Maar wellicht dat het essay van Rik Torfs ons hier verder kan helpen. Evenals in zijn boek ‘Wie gaat er dan de wereld redden?’ (2009) maakt hij hier het onderscheid tussen denken (activiteit, proces) en de gedachte (resultaat). Waugh heeft volgens Torfs een afgeronde levensvisie, en is daarmee fundamentalistisch. Waar Modiani blijft denken zou hij minder fundamentalistisch lijken te zijn, echter dit is slechts schijn. De voorkeur geven aan ‘blijven denken’ is immers ook (impliciet) een afgeronde, en daarmee fundamentalistische levensvisie. Zelfs de fervente aanhangers van het machtsvrije discours à la Habermas, op grond waarvan standpunten (fundamenten) respectvol uitgewisseld, aangepast of verrijkt zouden kunnen worden, gedragen zich in wezen fundamentalistisch , doordat ze dit standpunt aanhangen. Zoals Torfs stelt in navolging van Max Frisch, kun je moeilijk weten wanneer je meer gelijk hebt. Ook deze visie brengt ons uiteindelijk geen verdere inzichten in fundamentalisme.
Wellicht dat de ook door Torfs als ‘evolutiefundamentalist’ aangehaalde Dawkins hier uitkomst kan bieden met de door hem geïntroduceerde memen, de zichzelf vermenigvuldigende mentale constructies, die als het ware van brein naar brein springen, en die via natuurlijke selectie zichzelf op basis van toevallige mutaties steeds verder ontwikkelen, en zodoende hun kansen op overleving vergroten. Een simpel voorbeeld hiervan is de (gedachte aan) de ‘Vogeltjesdans’, alleen al door het woord hier te lezen, heeft (de eigen versie) van het deuntje, wellicht aangevuld met beelden van de bijpassende bewegingen zich weer vooraan in uw brein genesteld. . . Als een mem zich weet te nestelen in het brein van een ‘fundamentalist’ wordt de kans op overleving en vermenigvuldiging van dit mem groter. Dit zou een verklaring kunnen bieden voor het (voort)bestaan van intolerante variant van fundamentalisme, gegeven de eindige hoeveelheid breinen op deze aardbol, kan een mem zich niet onbeperkt verspreiden, en is er dus uiteindelijk slechts ruimte voor het mem dat het meest succesvol weet te overleven. Hierbij is het wellicht goed te beseffen dat ook dat ene overgebleven mem weer door toevallige mutaties zal veranderen in nog succesvollere varianten. Dit mechanisme impliceert dat er noodzakelijkerwijs altijd verschillende stromingen fundamentalisten tegenover elkaar zullen staan. Dat een sterk mem zijn drager zal aanzetten om zijn verspreiding (zelfs letterlijk) te vuur en te zwaard te realiseren is inherent aan deze visie, en dit verwerpelijk vinden is feitelijk ook fundamentalistisch binnen de definities die de Funditest hanteert, omdat het gestoeld is op de preferentie van de eigen morele waarheden.

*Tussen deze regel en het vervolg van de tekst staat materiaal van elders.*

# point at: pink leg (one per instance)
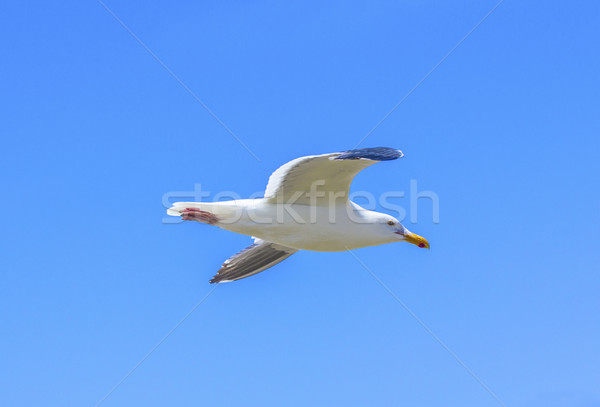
(198, 215)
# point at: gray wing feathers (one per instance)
(253, 259)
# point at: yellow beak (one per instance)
(416, 240)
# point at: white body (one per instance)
(337, 227)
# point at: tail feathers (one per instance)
(223, 209)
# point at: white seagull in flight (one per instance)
(305, 207)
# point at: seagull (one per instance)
(305, 207)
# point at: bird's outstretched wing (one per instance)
(315, 179)
(253, 259)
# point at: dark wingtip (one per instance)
(372, 153)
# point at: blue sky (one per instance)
(96, 132)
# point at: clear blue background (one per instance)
(95, 132)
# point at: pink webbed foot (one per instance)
(199, 216)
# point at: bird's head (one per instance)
(403, 234)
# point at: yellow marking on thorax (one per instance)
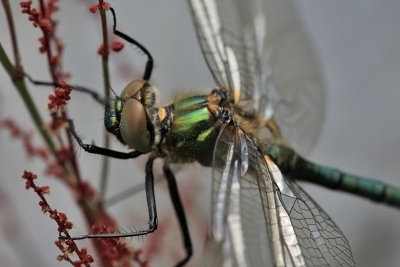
(161, 113)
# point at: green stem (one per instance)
(18, 81)
(106, 81)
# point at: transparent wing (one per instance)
(261, 219)
(259, 52)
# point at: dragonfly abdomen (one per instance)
(302, 169)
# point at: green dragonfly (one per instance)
(267, 99)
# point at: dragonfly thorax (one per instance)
(133, 118)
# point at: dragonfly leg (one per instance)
(180, 214)
(149, 64)
(101, 150)
(99, 99)
(151, 205)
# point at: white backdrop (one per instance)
(359, 46)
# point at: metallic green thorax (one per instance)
(193, 131)
(291, 163)
(112, 117)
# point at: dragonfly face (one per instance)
(132, 117)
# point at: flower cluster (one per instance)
(67, 247)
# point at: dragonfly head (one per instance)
(132, 117)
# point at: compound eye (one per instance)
(133, 129)
(131, 89)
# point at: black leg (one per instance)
(149, 64)
(180, 214)
(151, 205)
(101, 150)
(76, 88)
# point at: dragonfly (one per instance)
(268, 99)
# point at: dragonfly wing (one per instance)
(310, 235)
(258, 50)
(261, 219)
(291, 80)
(238, 223)
(226, 38)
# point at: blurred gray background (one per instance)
(358, 43)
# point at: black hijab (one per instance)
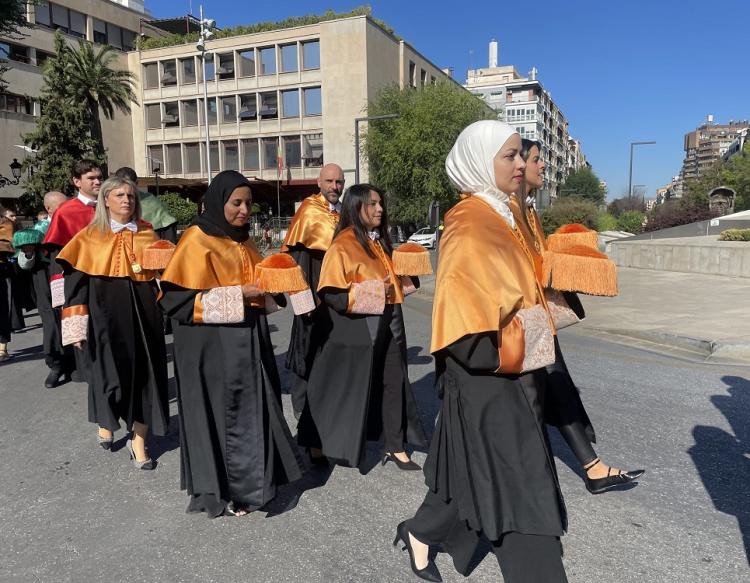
(212, 221)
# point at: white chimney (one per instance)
(493, 53)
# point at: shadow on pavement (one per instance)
(722, 458)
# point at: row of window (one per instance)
(247, 154)
(233, 108)
(74, 23)
(234, 64)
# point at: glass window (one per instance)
(313, 144)
(248, 107)
(168, 73)
(311, 55)
(77, 24)
(171, 114)
(187, 68)
(269, 105)
(153, 116)
(156, 158)
(42, 14)
(226, 66)
(292, 152)
(270, 148)
(100, 32)
(151, 75)
(290, 103)
(59, 17)
(247, 63)
(313, 104)
(190, 113)
(288, 58)
(267, 60)
(228, 109)
(231, 155)
(250, 156)
(174, 159)
(114, 35)
(192, 158)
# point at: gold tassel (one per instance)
(280, 274)
(412, 259)
(157, 255)
(585, 274)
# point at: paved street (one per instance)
(72, 512)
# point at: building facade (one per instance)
(524, 103)
(280, 103)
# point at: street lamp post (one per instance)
(206, 25)
(630, 175)
(356, 138)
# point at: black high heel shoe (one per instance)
(430, 572)
(599, 485)
(407, 466)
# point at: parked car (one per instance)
(427, 237)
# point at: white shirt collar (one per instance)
(86, 200)
(117, 227)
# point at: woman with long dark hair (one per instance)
(235, 446)
(359, 385)
(564, 407)
(111, 316)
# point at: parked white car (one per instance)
(426, 237)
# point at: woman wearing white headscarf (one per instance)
(489, 470)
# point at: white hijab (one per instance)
(470, 163)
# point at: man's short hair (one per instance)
(127, 172)
(83, 167)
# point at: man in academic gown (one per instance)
(308, 238)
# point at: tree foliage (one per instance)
(407, 154)
(570, 209)
(585, 184)
(61, 135)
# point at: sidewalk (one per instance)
(707, 315)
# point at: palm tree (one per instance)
(100, 85)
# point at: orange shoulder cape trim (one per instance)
(203, 262)
(109, 254)
(313, 225)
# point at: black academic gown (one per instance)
(125, 355)
(343, 401)
(235, 444)
(490, 453)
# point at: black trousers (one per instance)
(523, 558)
(389, 373)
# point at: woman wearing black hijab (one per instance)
(235, 444)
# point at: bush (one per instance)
(183, 209)
(569, 209)
(735, 235)
(606, 222)
(631, 222)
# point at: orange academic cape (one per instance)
(346, 262)
(312, 226)
(484, 277)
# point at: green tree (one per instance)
(570, 209)
(61, 135)
(96, 82)
(585, 184)
(631, 222)
(407, 154)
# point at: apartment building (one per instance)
(293, 92)
(524, 103)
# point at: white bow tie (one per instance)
(117, 227)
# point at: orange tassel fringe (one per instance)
(412, 259)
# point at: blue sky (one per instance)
(621, 71)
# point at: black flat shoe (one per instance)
(599, 485)
(407, 466)
(430, 572)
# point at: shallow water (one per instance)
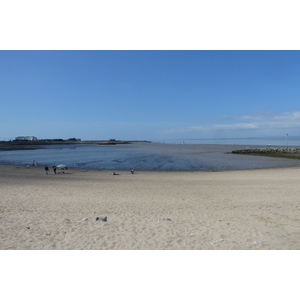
(145, 156)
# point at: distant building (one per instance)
(26, 138)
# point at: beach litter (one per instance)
(257, 242)
(218, 241)
(164, 219)
(103, 219)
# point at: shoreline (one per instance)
(254, 209)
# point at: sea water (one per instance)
(165, 155)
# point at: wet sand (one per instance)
(242, 209)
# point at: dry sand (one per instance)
(249, 209)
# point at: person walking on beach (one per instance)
(46, 169)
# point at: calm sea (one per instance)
(167, 155)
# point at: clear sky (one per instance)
(149, 94)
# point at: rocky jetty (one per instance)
(267, 151)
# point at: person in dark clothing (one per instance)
(46, 169)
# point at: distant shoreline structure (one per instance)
(18, 144)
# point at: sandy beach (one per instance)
(244, 209)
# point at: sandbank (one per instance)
(244, 209)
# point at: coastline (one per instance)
(201, 210)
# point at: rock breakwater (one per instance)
(269, 151)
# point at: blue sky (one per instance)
(149, 94)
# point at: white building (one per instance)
(26, 138)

Samenvattend kan dus gesteld worden dat fundamentalisme per definitie een gevolg is van het denken van de rationele mens. Het is bovendien noodzakelijk omdat het er voor zorgt dat steeds passender (als in: succesvol in het overleven in de omgeving) levensvisies zich zullen ontwikkelen, waardoor het denken steeds dichter in de buurt van het ‘fittest’ (als in: meest passend) zal komen.
Dat brengt ons bij de vraag waarom het dan überhaupt zinvol zou kunnen zijn om over fundamentalisme te praten, en/of bepaalde mensen of groeperingen als zodanig aan te duiden, als ieder mens een door memen gedreven fundamentalist is. Het antwoord hierop is niet eenvoudig, en zal gebaseerd moeten worden op vooronderstellingen ten aanzien van beweegredenen. Het lijkt erop dat de redactie van Trouw (èn de opstellers van de enquête èn de heren Torfs en Philipse) ‘besprongen’ zijn door het mem dat het machtsvrije discours de beste manier is om levensvisies te ontwikkelen. Als vanuit die (eveneens fundamentalistische, zie hiervoor) levensvisie getracht wordt de meer radicale, zelfs gewelddadige vormen van fundamentalisme in een ‘kwade reuk’ te stellen (Willem Schoonen, http://www.trouw.nl/opinie/brief-hoofdredacteur/article3051750.ece/Ontdek_hoe_ fundamentalistisch_u_bent_.html ), moeten we dit interpreteren als een aanval in de strijd om het bestaan der memen op het mem van de radicaal/gewelddadigen, maar dan met de eigen middelen. Door het mem der juistheid en rechtvaardigheid van het machtsvrije discours via de media te verspreiden over zoveel mogelijk breinen, wordt met de eigen ‘wapens’ feitelijk de frontale aanval geopend op het mem dat zich radicaal/gewelddadig wil verspreiden. Eigenlijk zijn we dus getuige van een ‘Clash of the Titans’, die elk met hun eigen wapens, op hun eigen manier strijden om hun bestaansrecht, c.q. breinpositie. Overigens, voor alle duidelijkheid, het laat zich raden aan welke kant ik me schaar door het neerschrijven van deze geweldloze overpeinzingen. Wat niet wegneemt dat ik het jammer vind dat het discours rondom fundamentalisme vooralsnog te oppervlakkig wordt gevoerd.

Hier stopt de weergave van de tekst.